Lacquer paint
#1
Lacquer paint
Hi, I have a 65 Cutlass with original target red paint, I have to replace a fender from a collision, will a body shop be able to match the original lacquer paint with a base coat clear coat paint or should I try to find someone to paint it with a lacquer? Thank you!
Last edited by Bfg; February 1st, 2013 at 02:51 PM.
#2
Nothing will look the ame as the original lacquer paint so you will need to find a shop that is willing to use laquer if they know how to shoot it.
Finding a supplier may be tough but I believe Bill Hirsch may still sell it... do a google search for automotive laquer paint and you should fin one.
Finding a supplier may be tough but I believe Bill Hirsch may still sell it... do a google search for automotive laquer paint and you should fin one.
#3
no real trick to shooting technique it is a premier back yard medium in that you shoot multiple coats with color sanding in between coats to achieve the finish desired . however epa has a problem with it and therefor licensed shops do not want the risk.
If you obtain some and the right thinner it is easy for a novice to use, very forgiving in that you can sand and buff to achieve a very respectable finish without the extra step of clear coat
just wanted to update the fact that i did find lacquer at an auto paint dist. which i will be using to paint the interior trim on the wagon for the flat oem type finish . guess its just not being carried by my normal ppg shop
If you obtain some and the right thinner it is easy for a novice to use, very forgiving in that you can sand and buff to achieve a very respectable finish without the extra step of clear coat
just wanted to update the fact that i did find lacquer at an auto paint dist. which i will be using to paint the interior trim on the wagon for the flat oem type finish . guess its just not being carried by my normal ppg shop
Last edited by oldsbucket; March 8th, 2013 at 11:58 AM.
#5
clean area fuly first for shooting with proper ventilation also and no dust if you can swing it and water down the floor also and do not splash it onto your surface. 2. use medium wet coats 4 to 5 usually but definitely 2 past complete coverage of your surface and 600 wet before shooting the first coat for good prep. cleaning tacking is the usual bs beforehand and do not do it on a high humidity day to avoid blushing or discoloring of your paint and usually you need to color sand with 1200 to 1500 afterwards and buff this paint is the easiest for using purposes. I used urethanes for better hold out but i did it in a booth also. by the way 7-10 minutes between coats for flash time also on lacquer and use medium thinner and not the cheap stuff either. 65 to 80 degree temps if cooler go dryer coats and more flash time and i mean maybe 60 degrees at the lowest.
#6
#8
I had a '68 International with original paint.

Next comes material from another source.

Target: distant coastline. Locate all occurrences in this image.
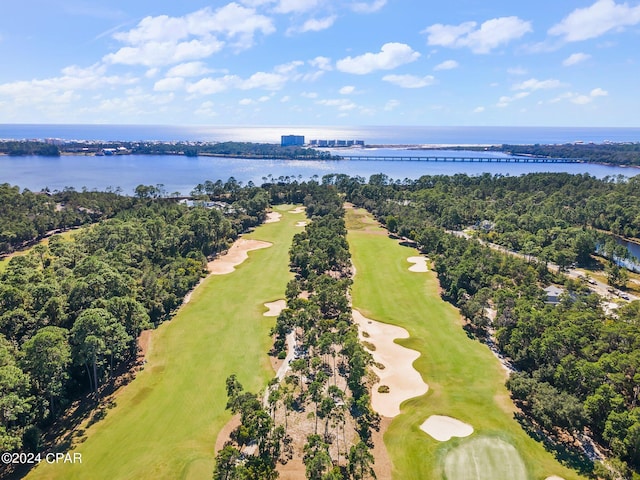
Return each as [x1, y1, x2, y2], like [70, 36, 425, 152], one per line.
[1, 124, 640, 146]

About two years ago I had three dents pulled and the areas repainted. The shop said they used the same paint that they always use on any two stage respray however they didn't use the clear top coat. When the base only was applied it at first didn't have the right sheen however after some wet sanding and some polishing it matched perfectly. Absolutely perfect in color, shine and texture. Only under certain light and angles could you faintly see the blending of the two paints. Now granted, the color was beige and was very forgiving but still, I was very pleased with the results.
Chris
Chris
#9
My biggest concern would be, what is the age of the paint on the car? Is it original ? Is it slightly faded? Panel painting an old red and expecting it to match can be a challenge. You could take the lacquer, paint the fender, blend into the door, and use lacquer clear over the two panels. That can be wet sanded flat and buffed to look very flat. The reason for the clear would be to protect the blend edge on the door from UV breakdown. Mils are so thin on the blend edge, that in a short amount of time, you will be able to see it fading or "walking" back...u won't be too happy then.